The temporal sequence of AD pathophysiological events suggests that Aβ pathology becomes abnormal earlier in the disease process, followed by downstream neuronal injury biomarkers becoming abnormal later. This might imply a hierarchical ranking of Aβ biomarkers over neuronal injury biomarkers for diagnostic purposes. However, the reliability and clinical utility of such a hierarchical scheme are not yet sufficiently established for routine use in AD dementia diagnosis. Given the expanding array of AD biomarkers, diverse combinations of test results are expected. For example, cases may present with positive Aβ biomarkers but negative neuronal injury biomarkers, or positive FDG-PET but negative tau measures, and so on. Currently, the data are insufficient to provide definitive recommendations for arbitrating among all possible biomarker combinations. Further research is essential to prioritize biomarkers, determine their relative value and validity in both clinical practice and research settings, and develop algorithms for interpreting complex biomarker profiles.
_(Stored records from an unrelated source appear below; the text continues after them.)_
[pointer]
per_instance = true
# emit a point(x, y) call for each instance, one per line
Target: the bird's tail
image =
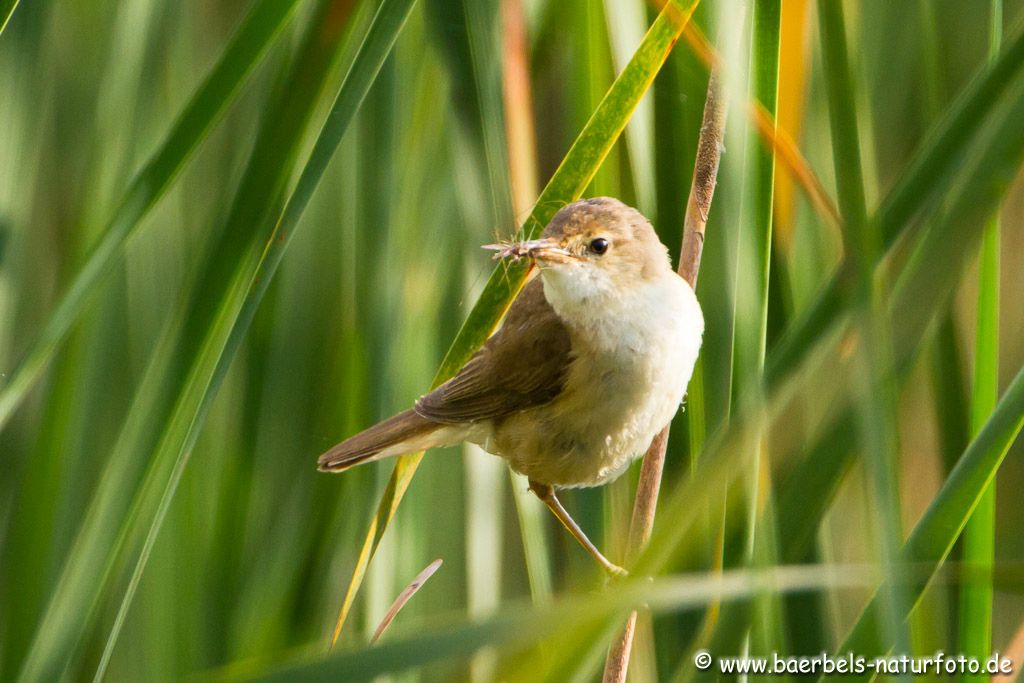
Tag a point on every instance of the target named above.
point(406, 432)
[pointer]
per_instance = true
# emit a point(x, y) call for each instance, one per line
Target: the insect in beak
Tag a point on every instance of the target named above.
point(541, 250)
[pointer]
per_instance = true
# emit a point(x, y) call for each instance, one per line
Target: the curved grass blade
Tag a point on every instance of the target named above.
point(572, 176)
point(403, 597)
point(941, 524)
point(204, 110)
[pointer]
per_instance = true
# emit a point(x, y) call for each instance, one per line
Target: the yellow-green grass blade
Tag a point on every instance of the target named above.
point(252, 279)
point(938, 529)
point(572, 176)
point(570, 624)
point(7, 8)
point(875, 394)
point(194, 124)
point(86, 570)
point(984, 179)
point(933, 171)
point(979, 535)
point(754, 256)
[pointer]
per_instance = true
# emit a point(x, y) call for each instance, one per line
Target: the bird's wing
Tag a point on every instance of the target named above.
point(523, 365)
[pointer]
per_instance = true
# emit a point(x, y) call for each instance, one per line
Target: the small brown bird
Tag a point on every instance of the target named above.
point(591, 363)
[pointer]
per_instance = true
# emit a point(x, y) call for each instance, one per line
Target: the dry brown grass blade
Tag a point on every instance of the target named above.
point(403, 597)
point(777, 139)
point(697, 208)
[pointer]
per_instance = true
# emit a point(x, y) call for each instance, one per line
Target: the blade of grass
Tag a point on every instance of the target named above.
point(929, 176)
point(250, 283)
point(574, 173)
point(979, 536)
point(876, 395)
point(7, 8)
point(983, 180)
point(562, 623)
point(920, 293)
point(210, 101)
point(938, 529)
point(85, 572)
point(403, 597)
9. Pathophysiologically Proved AD Dementia

The definitive diagnosis of AD dementia, termed pathophysiologically proved AD dementia, is made when an individual meets both the clinical and cognitive criteria for AD dementia and neuropathological examination of brain tissue confirms the presence of AD pathology. This neuropathological confirmation is based on widely accepted criteria for the postmortem diagnosis of AD, which typically involve assessing the burden of amyloid plaques and neurofibrillary tangles in specific brain regions. This category is primarily relevant in research contexts and in cases where autopsy is performed.

10. Dementia Unlikely to Be Due to AD

The category of dementia unlikely to be due to AD is applied in two main scenarios:

  1. Failure to Meet Clinical Criteria for AD Dementia: The individual does not meet the core clinical criteria for probable or possible AD dementia. Their clinical presentation is more consistent with another type of dementia or cognitive disorder.

  2. Evidence for an Alternative Diagnosis or Negative Biomarkers:

    a. Sufficient Evidence for an Alternative Diagnosis: Regardless of whether the individual meets clinical criteria for probable or possible AD dementia, there is compelling evidence for an alternative diagnosis that is unlikely to overlap with AD. Examples include HIV-associated dementia, Huntington’s disease dementia, or other rare dementias that have distinct clinical features and underlying pathologies.

    b. Negative Amyloid and Neuronal Injury Biomarkers in Possible AD: In individuals who meet clinical criteria for possible AD dementia, but both amyloid (Aβ) and neuronal injury biomarkers are negative, the diagnosis of AD dementia becomes less likely. Negative biomarkers in this context suggest that the underlying cause of the dementia syndrome is likely not AD pathology.

These criteria for “dementia unlikely to be due to AD” help to refine the differential diagnosis and identify individuals whose cognitive impairment is likely attributable to a different etiology than Alzheimer’s disease.